Ghost nodes are gaps in the identifier space, and if you are working with irregularly structured XML documents you can actually easily exceed the available resources on a 64bit machine. An example of a irregularly structured document could be a dictionary that has hundreds of thousands of entries, which on average have 2-3 definitions, but a handful have like 60 definitions…this causes the identifier space padding to get bloated with tons of ghost nodes.

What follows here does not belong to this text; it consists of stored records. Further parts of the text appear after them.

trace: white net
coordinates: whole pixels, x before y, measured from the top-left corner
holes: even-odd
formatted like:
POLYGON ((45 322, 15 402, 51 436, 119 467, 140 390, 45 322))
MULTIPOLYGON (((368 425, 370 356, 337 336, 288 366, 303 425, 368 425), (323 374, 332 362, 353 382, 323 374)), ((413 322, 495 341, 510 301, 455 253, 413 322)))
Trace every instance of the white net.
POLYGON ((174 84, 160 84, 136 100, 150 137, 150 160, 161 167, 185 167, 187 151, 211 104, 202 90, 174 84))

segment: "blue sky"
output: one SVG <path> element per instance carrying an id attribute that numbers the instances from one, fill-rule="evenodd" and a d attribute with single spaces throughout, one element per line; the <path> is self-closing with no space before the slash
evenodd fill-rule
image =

If you are interested about any of this take a look at eXist: An Open Source XML Database by Wolfgang Meier. David also recommended XQuery - The XML Query Language by Micael Brundage for learning more about XQuery. In the future David said there is work going on at W3C on extensions to search and update: XQuery Search and Update, which will be good to keep an eye on.
All in all I like XQuery and I’m glad that I finally seem to understand it enough to consider it part of my tool set. I’d like to see XQuery used in say a Java program much like SQL is used via JDBC–and be able to get back results say as JDOM or XOM objects. I must admit I’m not so interested in using XQuery as a general programming language though.